Graph Backends¶
The entity graph can be persisted to one of three backends. The
selection is a single config knob (storage.graph_backend);
all higher-level code (correlation engine, graph algorithms, dashboard)
is backend-agnostic.
| Backend | Process model | Persistence | Best for |
|---|---|---|---|
igraph (default) |
In-process | Periodic snapshot to disk | Single-host deployments, dev / test, < 5 M edges. |
falkordb |
External Redis-based service | Native | Multi-instance / clustered deployments, hot read paths. |
postgres_age |
External PostgreSQL + Apache AGE | Native, transactional | When you already operate Postgres and want graph + relational in one place. |
igraph is the zero-config default and matches the in-memory graph
described in Construction and
Algorithms. The other two trade startup cost for
durability and concurrency.
Picking a backend¶
| Question | If yes, lean toward |
|---|---|
| Single Seerflow process? | igraph |
| Multiple Seerflow instances need to share one graph? | falkordb or postgres_age |
| Already running Redis for caching? | falkordb |
| Already running Postgres and want one operational dependency? | postgres_age |
| Need transactional consistency between graph writes and SQL state? | postgres_age |
| Read-heavy analytical workloads (PageRank, Louvain) at scale? | falkordb (in-memory) |
igraph (default)¶
In-process graph using the python-igraph library.
storage:
graph_backend: igraph # default — can be omitted
- Storage: writes a snapshot file under
storage.data_diron the same cadence as the model store. No additional service to operate. - Throughput: ~100 K – 500 K edge writes/s on a single host (CPU-bound on hashing).
- Limits: bounded by process memory; igraph's 32 bytes/edge gives ~30 M edges in 1 GB.
falkordb¶
Redis-backed graph (falkordb fork). Connect via a URL — credentials
embedded in the URL are redacted from logs and repr.
storage:
graph_backend: falkordb
falkordb_url: redis://falkordb.internal:6379/0
Operational notes:
- Run a dedicated FalkorDB instance — do not mix on a Redis cache shared with other workloads.
- Set
maxmemory-policy noeviction; eviction policies would silently drop graph nodes. - For HA, run FalkorDB with Sentinel or in a managed environment that preserves the dataset on failover.
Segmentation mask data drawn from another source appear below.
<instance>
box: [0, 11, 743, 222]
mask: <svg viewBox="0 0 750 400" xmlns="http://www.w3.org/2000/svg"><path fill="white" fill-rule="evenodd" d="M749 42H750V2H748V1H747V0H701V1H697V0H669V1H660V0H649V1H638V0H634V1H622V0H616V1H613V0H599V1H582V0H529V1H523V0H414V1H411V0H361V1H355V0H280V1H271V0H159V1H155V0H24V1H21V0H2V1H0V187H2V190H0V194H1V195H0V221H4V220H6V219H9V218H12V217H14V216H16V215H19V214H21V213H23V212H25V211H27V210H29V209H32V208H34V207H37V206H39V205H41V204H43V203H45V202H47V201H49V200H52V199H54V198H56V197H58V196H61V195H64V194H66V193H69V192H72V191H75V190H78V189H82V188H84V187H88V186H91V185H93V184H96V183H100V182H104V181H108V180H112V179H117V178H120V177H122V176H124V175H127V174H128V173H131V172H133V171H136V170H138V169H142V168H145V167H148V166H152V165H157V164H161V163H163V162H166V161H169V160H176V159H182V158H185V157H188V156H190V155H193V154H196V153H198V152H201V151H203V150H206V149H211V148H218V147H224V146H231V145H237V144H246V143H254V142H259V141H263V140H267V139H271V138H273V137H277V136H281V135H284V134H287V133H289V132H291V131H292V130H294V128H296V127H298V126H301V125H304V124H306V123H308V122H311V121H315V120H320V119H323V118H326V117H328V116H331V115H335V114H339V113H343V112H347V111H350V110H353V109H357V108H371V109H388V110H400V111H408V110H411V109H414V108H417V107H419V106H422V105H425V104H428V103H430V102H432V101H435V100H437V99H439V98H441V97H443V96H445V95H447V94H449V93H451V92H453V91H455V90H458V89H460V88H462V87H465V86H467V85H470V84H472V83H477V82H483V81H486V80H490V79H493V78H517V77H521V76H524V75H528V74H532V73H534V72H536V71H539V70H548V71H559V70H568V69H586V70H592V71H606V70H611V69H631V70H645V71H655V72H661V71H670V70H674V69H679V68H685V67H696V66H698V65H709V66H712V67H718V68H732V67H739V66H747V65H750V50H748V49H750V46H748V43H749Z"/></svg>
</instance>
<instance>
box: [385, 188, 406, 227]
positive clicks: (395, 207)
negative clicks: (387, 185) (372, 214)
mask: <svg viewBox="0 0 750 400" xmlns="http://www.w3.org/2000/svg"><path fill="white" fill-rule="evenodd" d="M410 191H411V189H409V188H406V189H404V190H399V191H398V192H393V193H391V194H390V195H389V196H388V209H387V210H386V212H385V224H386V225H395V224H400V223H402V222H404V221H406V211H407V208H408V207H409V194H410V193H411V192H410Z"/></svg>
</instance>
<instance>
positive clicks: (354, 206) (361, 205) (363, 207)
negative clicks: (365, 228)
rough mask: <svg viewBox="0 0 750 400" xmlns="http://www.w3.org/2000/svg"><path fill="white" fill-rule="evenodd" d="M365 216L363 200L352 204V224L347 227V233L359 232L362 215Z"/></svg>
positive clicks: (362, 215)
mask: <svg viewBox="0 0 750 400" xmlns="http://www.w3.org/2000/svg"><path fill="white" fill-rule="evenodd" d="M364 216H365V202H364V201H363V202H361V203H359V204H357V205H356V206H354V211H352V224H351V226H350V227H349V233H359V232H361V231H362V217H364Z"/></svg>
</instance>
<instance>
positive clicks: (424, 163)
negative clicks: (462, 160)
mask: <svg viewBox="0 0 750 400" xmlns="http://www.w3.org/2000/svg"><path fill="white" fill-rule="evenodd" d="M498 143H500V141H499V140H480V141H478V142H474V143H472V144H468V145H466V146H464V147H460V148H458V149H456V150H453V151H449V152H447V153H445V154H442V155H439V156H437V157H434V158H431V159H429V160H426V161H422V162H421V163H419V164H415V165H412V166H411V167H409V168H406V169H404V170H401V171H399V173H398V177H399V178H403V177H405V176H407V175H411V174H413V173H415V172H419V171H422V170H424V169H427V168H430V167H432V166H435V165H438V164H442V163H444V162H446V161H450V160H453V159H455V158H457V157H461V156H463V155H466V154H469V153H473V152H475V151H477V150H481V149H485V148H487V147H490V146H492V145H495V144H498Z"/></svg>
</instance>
Connection pool is shared with the broader async runtime; no extra tuning needed unless you observe head-of-line blocking under heavy read load.
postgres_age¶
Apache AGE inside PostgreSQL. Reuses
storage.postgresql_url and the
asyncpg pool — no separate connection settings.
storage:
backend: postgresql
postgresql_url: ${DATABASE_URL}
postgresql_pool_min_size: 4
postgresql_pool_max_size: 32
graph_backend: postgres_age
Operational notes:
- The AGE extension must be installed and loaded in the target Postgres instance. Seerflow does not install the extension for you.
- The first startup creates the graph schema (one-time DDL).
- Long-running graph traversals share the same pool as event writes
— size
postgresql_pool_max_sizeaccordingly.
Migrating between backends¶
Use seerflow graph migrate to
move an existing graph between backends without downtime on the
ingest pipeline (writes during migration are replayed at the end of
the stream).
# Dry-run estimate
seerflow graph migrate --from igraph --to falkordb --dry-run
# Hot migration
seerflow graph migrate --from igraph --to falkordb \
--batch-size 10000 --wipe-destination
Procedure:
- Run with
--dry-runfirst — it reports projected vertex / edge counts and surfaces backend-specific incompatibilities before the write phase. - Run for real with
--wipe-destinationfor a strict count-equality check. Omit it to merge into an existing destination graph. - Flip
storage.graph_backendinseerflow.yaml. - Restart Seerflow.
Failure handling¶
| Scenario | Behaviour |
|---|---|
| Backend unreachable on startup | Seerflow refuses to start (fail-fast) — degraded operation on a stale graph would be worse than no graph. |
| Backend drops mid-run | Writes are buffered briefly; on extended outage the pipeline halts with a 503 on graph-dependent endpoints. |
| Read query times out | Graph-structural correlation skips the affected entity for that scoring window; ingest continues. |
Storage-side trade-offs¶
igraph |
falkordb |
postgres_age |
|
|---|---|---|---|
| Operational dependencies | None | FalkorDB service | Postgres + AGE extension |
| Crash-safe | Snapshot + WAL replay | Yes | Yes (transactional) |
| Shared between Seerflow instances | No | Yes | Yes |
| Algorithm latency (PageRank, M edges) | Lowest | Low | Medium |
| Best edge throughput | High | Medium | Low (Postgres overhead) |
| Suited to ad-hoc Cypher exploration | No (Python API only) | Yes | Yes |
For algorithm details, see Algorithms & Detection.